Wenn sich ein Lkw in der Innenstadt verfährt

Manchmal verirrte sich auch ein Lkw mit fremdem Kennzeichen in der Innenstadt in einer Einbahnstraße und konnte nur schwer wieder drehen. Im Feierabendverkehr staute sich zum Beispiel auf der Lange Straße und der Burgstraße manchmal der Verkehr. Umso mehr freute sich Frank Bittner auf eine jetzt hervorragend asphaltierte Entlastungsstraße für die Autofahrer und auch für die Radler. Durch die auffälligen roten Fahrradpiktogramme werde sichtbar: Radler seien dort jetzt auch ausdrücklich erwünscht – wenn sie denn möchten.

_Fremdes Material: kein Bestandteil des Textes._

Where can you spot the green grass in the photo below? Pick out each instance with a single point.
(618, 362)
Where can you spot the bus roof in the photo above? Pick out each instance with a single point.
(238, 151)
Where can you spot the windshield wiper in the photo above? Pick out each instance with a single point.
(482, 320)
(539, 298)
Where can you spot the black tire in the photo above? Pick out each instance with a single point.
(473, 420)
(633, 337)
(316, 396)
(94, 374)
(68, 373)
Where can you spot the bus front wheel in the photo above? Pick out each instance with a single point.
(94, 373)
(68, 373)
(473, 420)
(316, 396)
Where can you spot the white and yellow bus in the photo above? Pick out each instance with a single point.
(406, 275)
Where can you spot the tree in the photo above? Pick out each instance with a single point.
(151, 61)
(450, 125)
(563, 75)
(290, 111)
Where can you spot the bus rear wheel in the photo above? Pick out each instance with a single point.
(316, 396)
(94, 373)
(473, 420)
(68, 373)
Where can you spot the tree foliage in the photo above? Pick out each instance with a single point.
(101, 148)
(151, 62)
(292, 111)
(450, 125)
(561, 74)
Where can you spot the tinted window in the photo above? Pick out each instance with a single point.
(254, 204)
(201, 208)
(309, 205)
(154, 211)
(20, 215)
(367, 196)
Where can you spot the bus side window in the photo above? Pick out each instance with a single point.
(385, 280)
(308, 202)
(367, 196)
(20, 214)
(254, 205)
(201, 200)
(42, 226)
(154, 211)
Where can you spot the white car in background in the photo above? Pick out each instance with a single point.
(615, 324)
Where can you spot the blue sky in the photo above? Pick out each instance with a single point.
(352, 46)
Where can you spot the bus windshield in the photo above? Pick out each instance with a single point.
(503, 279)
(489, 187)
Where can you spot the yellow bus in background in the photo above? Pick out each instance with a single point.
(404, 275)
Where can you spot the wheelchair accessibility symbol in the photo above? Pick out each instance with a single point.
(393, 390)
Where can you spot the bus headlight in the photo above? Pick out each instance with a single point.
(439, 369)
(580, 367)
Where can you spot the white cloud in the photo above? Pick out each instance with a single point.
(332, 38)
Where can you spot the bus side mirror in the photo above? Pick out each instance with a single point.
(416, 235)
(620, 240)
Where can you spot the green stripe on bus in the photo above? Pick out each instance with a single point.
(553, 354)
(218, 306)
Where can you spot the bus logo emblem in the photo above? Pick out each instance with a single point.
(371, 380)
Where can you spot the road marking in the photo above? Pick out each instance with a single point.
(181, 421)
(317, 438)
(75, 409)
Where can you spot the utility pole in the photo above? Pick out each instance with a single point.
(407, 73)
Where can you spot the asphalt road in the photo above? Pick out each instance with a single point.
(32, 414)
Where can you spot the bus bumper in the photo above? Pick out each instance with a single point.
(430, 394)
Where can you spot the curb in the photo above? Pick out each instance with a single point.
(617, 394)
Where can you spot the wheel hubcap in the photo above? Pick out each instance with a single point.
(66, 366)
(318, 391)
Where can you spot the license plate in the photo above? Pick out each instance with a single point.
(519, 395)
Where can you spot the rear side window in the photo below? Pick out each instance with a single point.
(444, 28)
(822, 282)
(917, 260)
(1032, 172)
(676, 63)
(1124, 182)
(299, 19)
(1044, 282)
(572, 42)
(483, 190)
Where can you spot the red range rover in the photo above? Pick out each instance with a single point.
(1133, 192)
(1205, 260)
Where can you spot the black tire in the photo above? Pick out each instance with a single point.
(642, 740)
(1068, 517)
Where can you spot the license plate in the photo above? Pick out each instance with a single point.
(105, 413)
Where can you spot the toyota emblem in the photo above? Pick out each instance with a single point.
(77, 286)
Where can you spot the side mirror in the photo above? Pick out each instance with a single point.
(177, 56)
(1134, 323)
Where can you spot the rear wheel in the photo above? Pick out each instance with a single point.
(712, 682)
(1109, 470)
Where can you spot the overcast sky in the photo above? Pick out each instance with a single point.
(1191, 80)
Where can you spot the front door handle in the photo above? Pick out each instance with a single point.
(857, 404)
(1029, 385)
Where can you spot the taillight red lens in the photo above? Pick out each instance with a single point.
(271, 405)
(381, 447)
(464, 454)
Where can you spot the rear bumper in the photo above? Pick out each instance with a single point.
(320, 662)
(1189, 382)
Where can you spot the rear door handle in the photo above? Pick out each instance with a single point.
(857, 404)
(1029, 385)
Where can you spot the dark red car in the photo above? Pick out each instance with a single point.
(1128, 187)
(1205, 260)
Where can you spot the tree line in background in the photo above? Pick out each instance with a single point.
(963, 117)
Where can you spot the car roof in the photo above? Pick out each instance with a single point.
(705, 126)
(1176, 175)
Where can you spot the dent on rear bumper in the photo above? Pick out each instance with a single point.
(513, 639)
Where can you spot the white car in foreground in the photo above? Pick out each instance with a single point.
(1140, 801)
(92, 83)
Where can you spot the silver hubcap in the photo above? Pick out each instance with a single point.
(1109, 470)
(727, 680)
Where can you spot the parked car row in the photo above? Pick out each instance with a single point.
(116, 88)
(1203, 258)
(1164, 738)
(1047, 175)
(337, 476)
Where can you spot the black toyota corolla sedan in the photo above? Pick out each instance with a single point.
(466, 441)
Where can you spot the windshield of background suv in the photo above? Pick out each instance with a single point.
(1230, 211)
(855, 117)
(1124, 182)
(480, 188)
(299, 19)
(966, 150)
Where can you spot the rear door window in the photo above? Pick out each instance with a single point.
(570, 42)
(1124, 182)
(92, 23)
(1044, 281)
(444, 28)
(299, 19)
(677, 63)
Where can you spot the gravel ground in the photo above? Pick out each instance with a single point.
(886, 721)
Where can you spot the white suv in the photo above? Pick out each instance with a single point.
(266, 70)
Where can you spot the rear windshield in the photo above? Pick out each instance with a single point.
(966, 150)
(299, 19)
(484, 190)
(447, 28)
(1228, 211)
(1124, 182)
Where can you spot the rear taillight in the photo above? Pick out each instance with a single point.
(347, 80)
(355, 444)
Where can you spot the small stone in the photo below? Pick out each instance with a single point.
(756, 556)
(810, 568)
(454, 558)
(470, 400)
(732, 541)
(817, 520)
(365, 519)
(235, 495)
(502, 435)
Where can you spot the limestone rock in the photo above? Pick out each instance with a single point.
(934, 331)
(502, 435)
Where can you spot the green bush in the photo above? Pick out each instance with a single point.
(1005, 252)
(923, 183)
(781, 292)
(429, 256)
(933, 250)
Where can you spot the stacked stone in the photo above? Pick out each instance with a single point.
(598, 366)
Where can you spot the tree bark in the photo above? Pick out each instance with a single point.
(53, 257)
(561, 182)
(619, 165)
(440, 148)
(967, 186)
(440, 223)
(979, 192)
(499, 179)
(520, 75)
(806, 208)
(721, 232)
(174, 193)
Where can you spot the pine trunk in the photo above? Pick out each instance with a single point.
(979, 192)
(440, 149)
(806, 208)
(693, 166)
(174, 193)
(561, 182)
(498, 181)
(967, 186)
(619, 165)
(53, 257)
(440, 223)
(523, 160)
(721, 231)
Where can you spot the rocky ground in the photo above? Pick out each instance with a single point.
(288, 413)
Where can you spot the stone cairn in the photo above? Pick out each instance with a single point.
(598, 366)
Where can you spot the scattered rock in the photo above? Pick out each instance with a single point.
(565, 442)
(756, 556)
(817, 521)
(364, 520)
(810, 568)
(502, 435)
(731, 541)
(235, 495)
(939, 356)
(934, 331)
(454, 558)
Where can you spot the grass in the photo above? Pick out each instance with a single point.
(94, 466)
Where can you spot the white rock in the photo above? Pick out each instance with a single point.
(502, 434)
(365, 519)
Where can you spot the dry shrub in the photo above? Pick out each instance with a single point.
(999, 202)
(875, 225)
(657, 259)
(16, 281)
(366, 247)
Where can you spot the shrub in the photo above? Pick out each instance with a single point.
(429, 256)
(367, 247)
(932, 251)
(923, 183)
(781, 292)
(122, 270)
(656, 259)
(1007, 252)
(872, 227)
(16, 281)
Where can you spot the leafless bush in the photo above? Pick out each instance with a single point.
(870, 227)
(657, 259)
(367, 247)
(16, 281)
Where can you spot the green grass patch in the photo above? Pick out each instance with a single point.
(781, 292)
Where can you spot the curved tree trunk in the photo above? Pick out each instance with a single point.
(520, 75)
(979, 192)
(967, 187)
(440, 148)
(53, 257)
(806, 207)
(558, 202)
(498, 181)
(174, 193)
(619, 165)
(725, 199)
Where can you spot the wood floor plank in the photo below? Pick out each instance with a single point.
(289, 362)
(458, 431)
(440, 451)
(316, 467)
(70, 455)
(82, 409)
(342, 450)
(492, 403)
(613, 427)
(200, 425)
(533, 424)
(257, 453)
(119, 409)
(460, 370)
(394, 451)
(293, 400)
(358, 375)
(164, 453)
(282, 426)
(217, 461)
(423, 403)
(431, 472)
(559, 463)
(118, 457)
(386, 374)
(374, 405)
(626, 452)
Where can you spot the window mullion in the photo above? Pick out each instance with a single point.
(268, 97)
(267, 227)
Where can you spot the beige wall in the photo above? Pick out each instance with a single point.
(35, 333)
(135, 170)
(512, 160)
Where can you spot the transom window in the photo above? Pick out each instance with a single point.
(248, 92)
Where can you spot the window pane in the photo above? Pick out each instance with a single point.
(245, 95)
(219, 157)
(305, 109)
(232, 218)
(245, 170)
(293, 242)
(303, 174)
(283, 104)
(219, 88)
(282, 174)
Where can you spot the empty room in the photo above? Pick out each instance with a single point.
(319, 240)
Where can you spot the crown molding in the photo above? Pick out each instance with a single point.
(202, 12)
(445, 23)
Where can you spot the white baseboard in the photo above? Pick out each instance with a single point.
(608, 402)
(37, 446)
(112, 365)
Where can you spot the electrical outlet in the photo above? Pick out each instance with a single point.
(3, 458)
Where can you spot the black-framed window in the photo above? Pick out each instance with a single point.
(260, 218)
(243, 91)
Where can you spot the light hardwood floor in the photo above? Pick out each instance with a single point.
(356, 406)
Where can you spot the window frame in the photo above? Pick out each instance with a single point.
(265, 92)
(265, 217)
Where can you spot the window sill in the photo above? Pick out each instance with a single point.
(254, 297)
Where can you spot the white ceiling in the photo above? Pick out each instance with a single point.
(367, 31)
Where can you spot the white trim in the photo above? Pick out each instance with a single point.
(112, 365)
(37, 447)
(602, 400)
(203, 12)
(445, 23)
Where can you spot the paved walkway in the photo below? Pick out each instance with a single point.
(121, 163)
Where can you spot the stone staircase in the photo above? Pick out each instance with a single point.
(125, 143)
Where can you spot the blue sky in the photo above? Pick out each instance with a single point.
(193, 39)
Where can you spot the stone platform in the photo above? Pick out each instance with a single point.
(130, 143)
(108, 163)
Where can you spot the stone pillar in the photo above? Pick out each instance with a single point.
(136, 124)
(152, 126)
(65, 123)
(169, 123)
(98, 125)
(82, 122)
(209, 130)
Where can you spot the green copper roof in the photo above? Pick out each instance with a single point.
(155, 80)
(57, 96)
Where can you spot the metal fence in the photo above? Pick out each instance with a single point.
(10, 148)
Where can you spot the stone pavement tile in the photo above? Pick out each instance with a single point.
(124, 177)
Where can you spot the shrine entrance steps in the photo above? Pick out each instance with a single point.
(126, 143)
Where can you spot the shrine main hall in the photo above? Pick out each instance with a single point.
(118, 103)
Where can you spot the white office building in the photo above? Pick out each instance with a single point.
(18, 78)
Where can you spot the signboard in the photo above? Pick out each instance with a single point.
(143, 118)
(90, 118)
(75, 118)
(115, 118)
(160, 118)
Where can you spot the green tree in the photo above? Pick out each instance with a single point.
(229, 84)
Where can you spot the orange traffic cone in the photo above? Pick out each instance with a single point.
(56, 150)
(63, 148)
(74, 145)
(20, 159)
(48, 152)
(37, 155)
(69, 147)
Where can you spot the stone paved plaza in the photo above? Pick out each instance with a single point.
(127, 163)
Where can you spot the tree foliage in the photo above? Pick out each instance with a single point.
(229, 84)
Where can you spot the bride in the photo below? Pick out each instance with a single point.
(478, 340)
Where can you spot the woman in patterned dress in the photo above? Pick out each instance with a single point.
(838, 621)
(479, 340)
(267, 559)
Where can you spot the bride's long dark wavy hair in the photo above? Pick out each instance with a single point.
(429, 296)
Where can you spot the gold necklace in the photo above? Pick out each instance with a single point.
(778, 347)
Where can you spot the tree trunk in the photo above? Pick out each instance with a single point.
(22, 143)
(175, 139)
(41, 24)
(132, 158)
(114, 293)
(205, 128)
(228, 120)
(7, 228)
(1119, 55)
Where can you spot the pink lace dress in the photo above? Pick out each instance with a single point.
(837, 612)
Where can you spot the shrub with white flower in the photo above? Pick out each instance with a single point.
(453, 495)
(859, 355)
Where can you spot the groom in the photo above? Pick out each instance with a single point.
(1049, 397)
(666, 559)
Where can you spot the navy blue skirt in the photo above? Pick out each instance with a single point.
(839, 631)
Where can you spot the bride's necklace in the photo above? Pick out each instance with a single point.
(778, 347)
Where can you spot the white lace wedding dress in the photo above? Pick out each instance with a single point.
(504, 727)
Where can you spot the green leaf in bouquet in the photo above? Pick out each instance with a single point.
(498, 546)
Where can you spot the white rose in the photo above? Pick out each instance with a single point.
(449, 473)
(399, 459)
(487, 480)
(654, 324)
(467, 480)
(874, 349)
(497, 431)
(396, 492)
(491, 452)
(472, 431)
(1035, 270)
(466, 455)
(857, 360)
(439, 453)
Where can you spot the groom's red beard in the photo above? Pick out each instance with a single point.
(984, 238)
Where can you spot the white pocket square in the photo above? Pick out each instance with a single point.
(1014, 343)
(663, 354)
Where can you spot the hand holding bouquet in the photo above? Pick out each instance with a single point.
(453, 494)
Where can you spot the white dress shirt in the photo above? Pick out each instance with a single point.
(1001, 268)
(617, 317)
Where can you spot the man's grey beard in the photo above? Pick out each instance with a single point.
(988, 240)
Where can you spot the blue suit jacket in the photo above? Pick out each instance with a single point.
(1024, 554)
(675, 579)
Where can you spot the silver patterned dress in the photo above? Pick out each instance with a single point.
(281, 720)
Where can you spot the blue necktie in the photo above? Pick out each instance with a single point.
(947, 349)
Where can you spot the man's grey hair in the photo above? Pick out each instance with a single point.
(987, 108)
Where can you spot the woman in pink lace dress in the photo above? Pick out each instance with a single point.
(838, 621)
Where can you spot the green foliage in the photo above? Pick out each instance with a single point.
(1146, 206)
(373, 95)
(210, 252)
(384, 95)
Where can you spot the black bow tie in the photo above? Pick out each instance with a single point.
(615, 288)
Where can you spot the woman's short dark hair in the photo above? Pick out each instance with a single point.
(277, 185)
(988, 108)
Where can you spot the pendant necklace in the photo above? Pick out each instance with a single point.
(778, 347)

Die niedersächsische Straßenbaubehörde investierte in die Sanierung der 10 Kilometer langen Hauptverkehrsader vom Kreisel an der Mutkugel bis nach Langwege rund 3 Millionen Euro. Die Kosten liegen damit 400.000 Euro niedriger als ursprünglich kalkuliert. Die Kanalarbeiten im Schmutz- und Abwasserbereich auf der rund 1,2 Kilometern langen Strecke kosten 1,4 Millionen Euro; diese Summe teilt sich der Wasserverband OOWV und die Stadt Dinklage.

Apropos Kanalarbeiten: Wegen unvorhersehbarer Komplikationen durch die Rohrleitungen beim Kreisel am Samskamp/Sanderstraße und an der Ampelkreuzung Richtung Quakenbrück hatte sich die Arbeitszeit an diesen beiden Nadelöhren jeweils mehr als verdoppelt. Die verlorene Zeit holte die Baufirma Dallmann auf den andern Abschnitten teilweise wieder raus. Auch wenn die Arbeiten nicht wie zunächst geplant bis September 2020 beendet werden konnten. 

Alle Beteiligten lobten das Engagement von Anne Miosga aus dem Dinklager Bauamt. Die Tiefbau-Ingenieurin sei der Motor des Projekts gewesen, sie habe als Schnittstelle zur Verwaltung für die beiden Behörden und zwei Firmen die Fäden in der Hand gehabt.